Prioriza las texturas de los materiales internos. En lugar de tratar el contenido de la mochila como un bloque, utiliza el carboncillo para diferenciar radicalmente las texturas: usa trazos cortantes y angulares para el cartón o papel viejo de la parte superior (que se vea rígido y desgastado) y deja zonas de papel muy blanco o usa tiza blanca con bordes irregulares para el plástico de la bolsa. El contraste entre la rigidez del cartón sucio y la fragilidad del plástico arrugado es lo que mejor transmitirá visualmente esa sensación de necesidad que buscas. Firmado: Gémini.

La figura ha empezado a tomar cuerpo con el carboncillo.

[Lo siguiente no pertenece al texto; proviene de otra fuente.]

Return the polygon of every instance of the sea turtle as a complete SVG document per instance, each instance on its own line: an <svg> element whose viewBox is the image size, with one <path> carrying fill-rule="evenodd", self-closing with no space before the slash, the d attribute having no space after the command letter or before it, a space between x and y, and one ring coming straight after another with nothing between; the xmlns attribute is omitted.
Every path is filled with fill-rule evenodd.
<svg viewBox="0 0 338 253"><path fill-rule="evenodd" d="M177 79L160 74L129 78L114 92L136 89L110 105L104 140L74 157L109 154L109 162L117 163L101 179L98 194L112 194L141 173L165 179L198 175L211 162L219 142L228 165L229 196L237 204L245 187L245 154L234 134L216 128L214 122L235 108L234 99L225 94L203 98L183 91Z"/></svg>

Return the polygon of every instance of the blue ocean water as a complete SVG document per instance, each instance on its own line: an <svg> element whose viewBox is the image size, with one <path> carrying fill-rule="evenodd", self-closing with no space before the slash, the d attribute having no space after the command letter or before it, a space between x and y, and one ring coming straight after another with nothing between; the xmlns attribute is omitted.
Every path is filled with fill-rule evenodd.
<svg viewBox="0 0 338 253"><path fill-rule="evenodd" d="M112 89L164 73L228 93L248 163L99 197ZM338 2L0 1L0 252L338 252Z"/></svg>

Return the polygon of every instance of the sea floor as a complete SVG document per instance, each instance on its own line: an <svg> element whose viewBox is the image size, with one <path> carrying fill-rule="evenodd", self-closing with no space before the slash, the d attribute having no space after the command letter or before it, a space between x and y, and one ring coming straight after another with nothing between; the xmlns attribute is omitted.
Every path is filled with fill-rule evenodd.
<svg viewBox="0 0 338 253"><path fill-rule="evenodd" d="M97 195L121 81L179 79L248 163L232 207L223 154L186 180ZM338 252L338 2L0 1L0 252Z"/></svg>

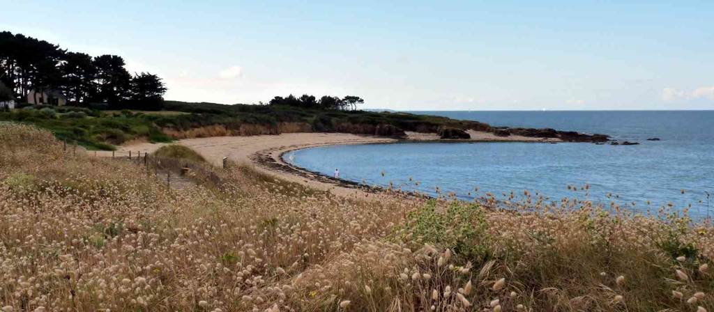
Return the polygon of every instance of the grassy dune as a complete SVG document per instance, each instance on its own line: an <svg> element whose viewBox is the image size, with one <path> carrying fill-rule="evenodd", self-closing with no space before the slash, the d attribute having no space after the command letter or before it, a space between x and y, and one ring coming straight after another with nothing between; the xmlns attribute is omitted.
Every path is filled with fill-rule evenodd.
<svg viewBox="0 0 714 312"><path fill-rule="evenodd" d="M0 123L1 311L714 311L712 227L665 209L375 202L216 174L170 191Z"/></svg>
<svg viewBox="0 0 714 312"><path fill-rule="evenodd" d="M206 159L201 154L183 145L172 144L162 146L154 152L154 156L162 158L174 158L188 160L194 162L206 162Z"/></svg>

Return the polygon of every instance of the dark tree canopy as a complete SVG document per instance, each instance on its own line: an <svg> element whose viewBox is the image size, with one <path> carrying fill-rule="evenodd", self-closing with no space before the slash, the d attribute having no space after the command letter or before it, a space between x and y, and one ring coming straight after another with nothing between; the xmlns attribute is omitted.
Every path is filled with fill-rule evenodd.
<svg viewBox="0 0 714 312"><path fill-rule="evenodd" d="M131 79L131 102L133 108L159 110L164 107L164 93L166 87L156 75L141 73Z"/></svg>
<svg viewBox="0 0 714 312"><path fill-rule="evenodd" d="M148 73L132 77L125 66L121 56L92 58L20 33L0 32L0 82L20 101L32 90L56 90L75 105L160 109L166 91L161 78Z"/></svg>
<svg viewBox="0 0 714 312"><path fill-rule="evenodd" d="M357 109L357 105L363 104L364 100L361 98L348 95L341 99L336 96L323 95L319 100L316 100L313 95L304 94L299 98L291 94L287 98L276 96L268 103L271 105L288 105L296 106L304 108L314 108L321 110L352 110Z"/></svg>

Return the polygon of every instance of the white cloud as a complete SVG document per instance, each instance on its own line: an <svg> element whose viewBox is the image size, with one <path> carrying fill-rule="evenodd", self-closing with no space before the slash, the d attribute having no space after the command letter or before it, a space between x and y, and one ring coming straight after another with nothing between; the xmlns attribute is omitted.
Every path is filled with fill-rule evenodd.
<svg viewBox="0 0 714 312"><path fill-rule="evenodd" d="M665 88L662 90L662 100L664 101L671 101L679 100L687 97L687 93L675 89L673 88Z"/></svg>
<svg viewBox="0 0 714 312"><path fill-rule="evenodd" d="M714 100L714 86L697 88L692 92L693 98Z"/></svg>
<svg viewBox="0 0 714 312"><path fill-rule="evenodd" d="M243 68L236 66L228 67L218 73L218 76L223 79L234 79L242 76Z"/></svg>
<svg viewBox="0 0 714 312"><path fill-rule="evenodd" d="M662 100L665 102L699 98L714 100L714 86L700 87L691 92L677 90L673 88L665 88L662 89Z"/></svg>

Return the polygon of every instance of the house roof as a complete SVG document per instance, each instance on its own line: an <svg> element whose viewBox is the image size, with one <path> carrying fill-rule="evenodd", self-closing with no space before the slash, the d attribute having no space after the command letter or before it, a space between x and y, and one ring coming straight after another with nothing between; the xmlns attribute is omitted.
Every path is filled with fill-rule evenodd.
<svg viewBox="0 0 714 312"><path fill-rule="evenodd" d="M48 95L51 95L53 98L65 98L64 94L62 93L62 91L60 91L60 90L59 90L57 89L50 90L47 91L46 93L47 93Z"/></svg>

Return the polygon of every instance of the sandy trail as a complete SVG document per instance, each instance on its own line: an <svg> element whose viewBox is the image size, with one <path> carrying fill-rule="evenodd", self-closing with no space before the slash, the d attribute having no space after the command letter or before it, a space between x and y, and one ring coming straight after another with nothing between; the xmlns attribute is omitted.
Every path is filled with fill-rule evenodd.
<svg viewBox="0 0 714 312"><path fill-rule="evenodd" d="M471 140L459 142L558 142L558 139L540 139L519 136L497 137L490 132L469 131ZM435 133L407 132L408 140L416 141L438 140ZM329 191L333 194L347 197L369 197L371 193L343 185L335 181L316 175L299 172L294 167L286 164L280 155L293 150L330 145L365 144L395 142L395 139L357 135L347 133L283 133L278 135L256 135L246 137L213 137L183 139L171 144L188 147L201 154L214 165L221 165L223 157L227 157L238 164L251 165L256 168L288 181L306 184L309 187ZM167 143L131 143L119 147L116 156L126 156L129 152L133 156L152 153ZM102 156L111 156L111 152L99 152ZM266 161L266 160L269 160ZM272 165L266 165L266 162ZM280 170L291 168L292 170ZM371 194L373 195L373 194Z"/></svg>

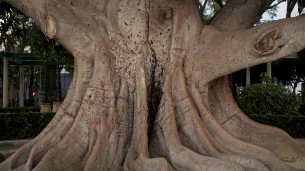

El acabado ha sido lo que me ha parecido más acertado. Primero, lo he bordeado con el pastel blanco, pensando que lo iba a titular «la luz de la pobreza» o algo similar. He intensificado con el amarillo. He coloreado de blanco encima y, al ver que me caían grandes granos de pastel a semejanza de la nieve, he aprovechado para hacer un dibujo del pobre con la nieve.

Nota. Este dibujo abre la serie «biomasa humana», en concreto es: Biomasa humana uno. Invierno y pobre.